Let us look at a simple example:
$$A = \begin{pmatrix}
0 & 1  \\
1 & 0 \\
\end{pmatrix}$$
The eigenvectors of this matrix are 
$$v_1 =  \frac{1}{\sqrt{2}}\begin{pmatrix}
1 \\
1 \\
\end{pmatrix}\text{ and }
v_2 = \frac{1}{\sqrt{2}}\begin{pmatrix}
1 \\
-1 \\
\end{pmatrix}$$
If you multiply $A$ by $v_1$ you get $Av_1 = v_1$ and if you multiply $A$ by $v_2$ you get $Av_2 = -v_2$ (check these for yourself by doing the multiplications). This means that the eigenvalue $\lambda_1$ corresponding to the eigenvector $v_1$ is $\lambda_1 = 1$, and the eigenvalue $\lambda_2$ corresponding to the eigenvector $v_2$ is $\lambda_2 = -1$.
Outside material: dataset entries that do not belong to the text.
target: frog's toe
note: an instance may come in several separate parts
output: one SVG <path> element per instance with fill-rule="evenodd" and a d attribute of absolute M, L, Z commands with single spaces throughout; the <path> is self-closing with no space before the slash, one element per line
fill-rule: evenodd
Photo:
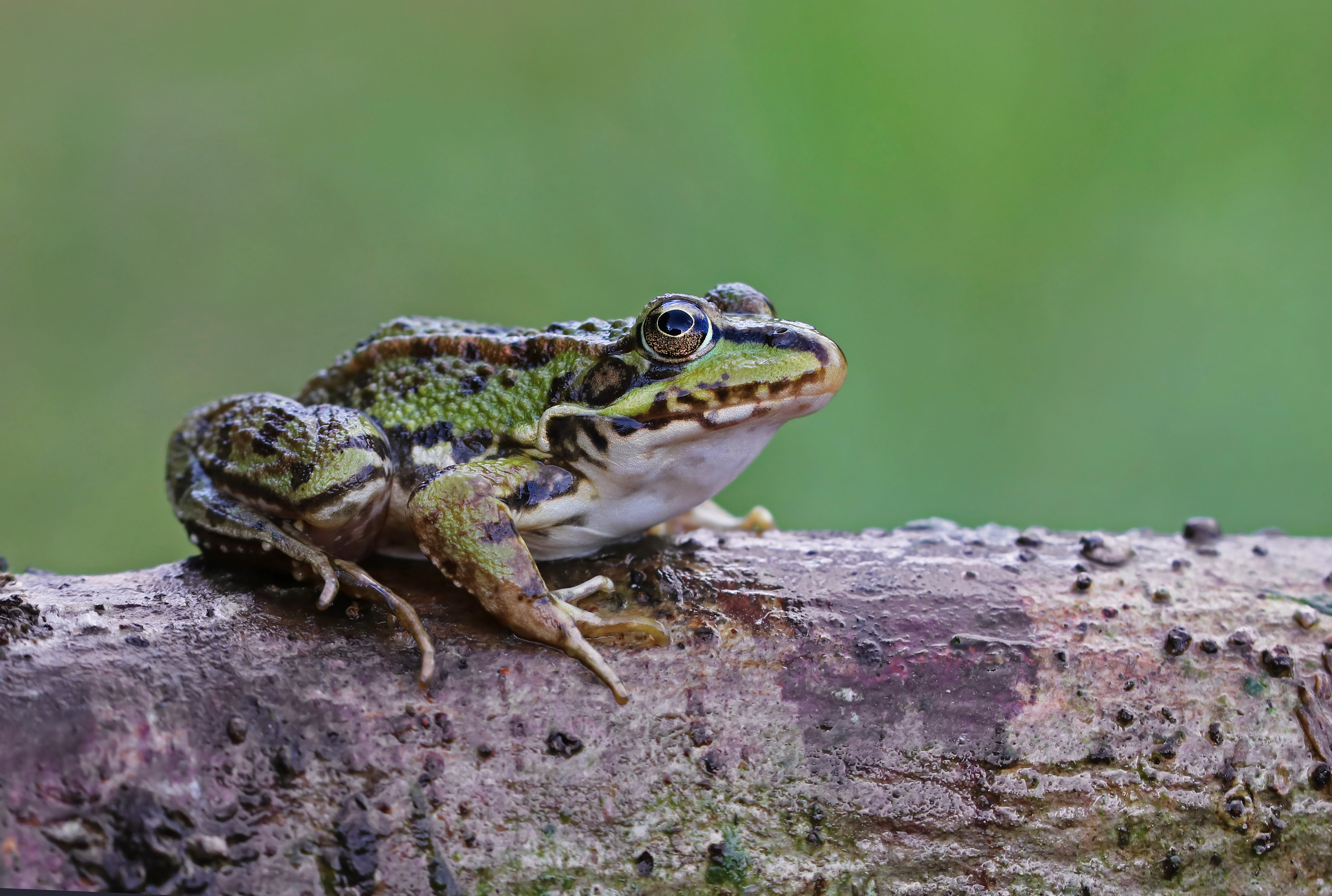
<path fill-rule="evenodd" d="M 569 604 L 565 604 L 565 607 L 567 606 Z M 574 611 L 578 612 L 577 608 L 574 608 Z M 615 675 L 615 670 L 613 670 L 610 664 L 601 658 L 597 648 L 583 640 L 578 628 L 581 628 L 581 626 L 573 628 L 573 631 L 565 632 L 563 643 L 559 644 L 559 648 L 590 668 L 593 675 L 599 678 L 602 683 L 610 688 L 610 692 L 615 695 L 615 703 L 625 706 L 629 703 L 629 691 L 626 691 L 625 686 L 619 683 L 619 676 Z"/>
<path fill-rule="evenodd" d="M 754 533 L 755 535 L 762 533 L 770 533 L 777 529 L 777 521 L 773 519 L 773 511 L 763 505 L 754 505 L 754 507 L 745 514 L 737 529 L 743 529 Z"/>
<path fill-rule="evenodd" d="M 627 631 L 637 631 L 651 638 L 658 647 L 670 646 L 670 634 L 666 631 L 666 626 L 661 624 L 655 619 L 647 619 L 646 616 L 602 619 L 595 612 L 587 612 L 586 610 L 579 610 L 570 603 L 565 603 L 555 596 L 554 591 L 550 592 L 550 596 L 554 598 L 561 610 L 569 614 L 569 618 L 574 620 L 575 626 L 578 626 L 578 631 L 586 638 L 603 638 L 606 635 L 619 635 Z"/>
<path fill-rule="evenodd" d="M 417 647 L 421 650 L 421 670 L 417 672 L 417 683 L 426 687 L 434 676 L 434 644 L 430 642 L 425 626 L 421 624 L 421 616 L 417 615 L 416 607 L 380 584 L 374 576 L 356 563 L 350 560 L 333 562 L 337 564 L 337 578 L 348 591 L 358 598 L 382 603 L 416 639 Z"/>
<path fill-rule="evenodd" d="M 587 579 L 582 584 L 575 584 L 571 588 L 555 588 L 550 592 L 550 596 L 565 603 L 578 603 L 579 600 L 586 600 L 594 594 L 610 594 L 614 590 L 614 582 L 607 579 L 605 575 L 597 575 Z"/>

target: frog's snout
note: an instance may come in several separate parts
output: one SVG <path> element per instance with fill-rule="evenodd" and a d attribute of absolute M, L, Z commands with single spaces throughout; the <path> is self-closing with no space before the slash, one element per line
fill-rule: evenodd
<path fill-rule="evenodd" d="M 846 382 L 846 354 L 832 339 L 827 338 L 822 333 L 818 334 L 819 339 L 823 341 L 823 394 L 831 395 L 842 383 Z"/>

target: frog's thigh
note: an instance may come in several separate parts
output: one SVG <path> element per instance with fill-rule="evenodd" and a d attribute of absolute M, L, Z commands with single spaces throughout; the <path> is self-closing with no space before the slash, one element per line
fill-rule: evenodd
<path fill-rule="evenodd" d="M 337 592 L 329 555 L 357 559 L 378 537 L 392 471 L 364 414 L 266 393 L 200 407 L 168 451 L 181 522 L 312 566 L 324 578 L 320 607 Z"/>
<path fill-rule="evenodd" d="M 743 529 L 751 533 L 767 533 L 777 529 L 777 522 L 773 519 L 771 511 L 762 505 L 755 505 L 743 517 L 735 517 L 715 501 L 705 501 L 679 517 L 671 517 L 666 522 L 653 526 L 649 531 L 653 535 L 671 535 L 695 529 L 717 531 Z"/>
<path fill-rule="evenodd" d="M 537 473 L 529 459 L 480 461 L 445 470 L 420 487 L 408 505 L 412 526 L 426 557 L 458 586 L 477 596 L 488 612 L 515 635 L 558 647 L 606 683 L 615 700 L 629 695 L 614 670 L 583 639 L 583 634 L 665 630 L 650 619 L 605 622 L 551 594 L 503 499 Z M 599 578 L 599 576 L 598 576 Z M 585 594 L 602 590 L 594 580 Z M 574 595 L 570 595 L 574 596 Z"/>

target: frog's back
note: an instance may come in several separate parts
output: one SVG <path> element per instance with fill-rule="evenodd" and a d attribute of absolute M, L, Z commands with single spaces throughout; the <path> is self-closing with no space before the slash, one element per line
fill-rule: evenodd
<path fill-rule="evenodd" d="M 627 346 L 633 321 L 570 321 L 545 330 L 446 317 L 400 317 L 314 374 L 297 401 L 365 411 L 400 458 L 453 443 L 477 457 L 530 426 L 558 382 Z"/>

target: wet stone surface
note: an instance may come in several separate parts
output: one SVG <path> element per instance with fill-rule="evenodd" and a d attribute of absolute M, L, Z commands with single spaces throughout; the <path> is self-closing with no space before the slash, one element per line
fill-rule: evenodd
<path fill-rule="evenodd" d="M 0 887 L 864 896 L 1332 879 L 1332 683 L 1320 627 L 1296 616 L 1332 606 L 1329 541 L 930 519 L 697 531 L 545 564 L 551 587 L 609 575 L 603 615 L 671 630 L 669 648 L 598 642 L 626 707 L 432 567 L 368 566 L 434 638 L 428 688 L 378 607 L 318 612 L 276 574 L 7 574 Z"/>

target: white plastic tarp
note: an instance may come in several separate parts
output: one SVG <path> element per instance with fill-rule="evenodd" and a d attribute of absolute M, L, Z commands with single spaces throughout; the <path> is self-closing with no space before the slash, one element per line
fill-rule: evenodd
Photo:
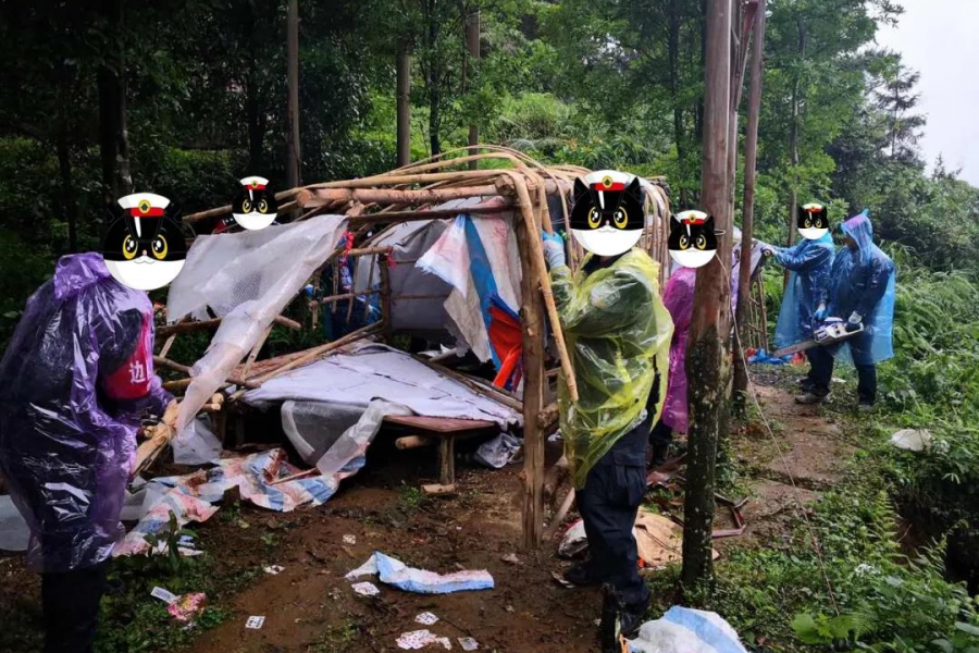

One geometric intuition for what an eigenvector is that it is a vector whose direction is not changed by the action of $A$: only its length is rescaled by a factor of $\lambda$. 

An $m \times m$ matrix can have at most $m$ eigenvectors (and consequently it can have at most $m$ unique eigenvalues). It can also have $m$ eigenvectors but fewer than $m$ eigenvalues--that is, multiple eigenvectors may have the same eigenvalue (in physics, this is called "degeneracy").

This problem is referred to as "diagonalization" because once you have found all of the eigenvectors $v_i$ and their eigenvalues $\lambda_i$, you can decompose $A$ as
$$A = U D U^\dagger$$
where 
$$ D = \begin{pmatrix}
\lambda_1 & 0 & \cdots & 0 & 0 \\
0 & \lambda_2 & \cdots & 0 & 0 \\
\vdots & \vdots & \ddots & \vdots & \vdots\\
0 & 0 & 0 & \lambda_{m-1} & 0 \\
0 & 0 & \cdots & 0 & \lambda_m \\
\end{pmatrix}$$
and the columns of $U$ are formed by
$$U = \begin{pmatrix}
v_1 & v_2 & \cdots & v_{m-1} & v_m
\end{pmatrix}$$
(remember each $v_i$ is a column of $m$ elements). And $U^\dagger$ denotes the conjugate transpose of $U$. $D$ is a "diagonal" matrix becaues it has non-zero elements only along its diagonal, so this process is called "diagonalization".

It turns out that the determinant of a matrix, defined above, is also equal to the product of its eigenvalues.
$$\det(A) = \lambda_1 \times \lambda_2 \dots \times \lambda_m$$
So when $\det(A) = 0$ (the matrix is *singular*), this means that at least one eigenvalue is equal to zero.

## Final remarks

There are literally tomes and tomes about different algorithms to solve the two problems listed above because inverting a matrix and directly diagonalizing a matrix is usually computationally expensive. Here we have only discussed the mathematical aspect of it, but if you use some existing linear algebra package to solve one of these problems, most of the time, they will do something more sophisticated than what is described above.

The reason people have invested so much into improving algorithms for these processes is that they show up in nearly every field of study, so if you have not studied linear algebra, I encourage you to do it.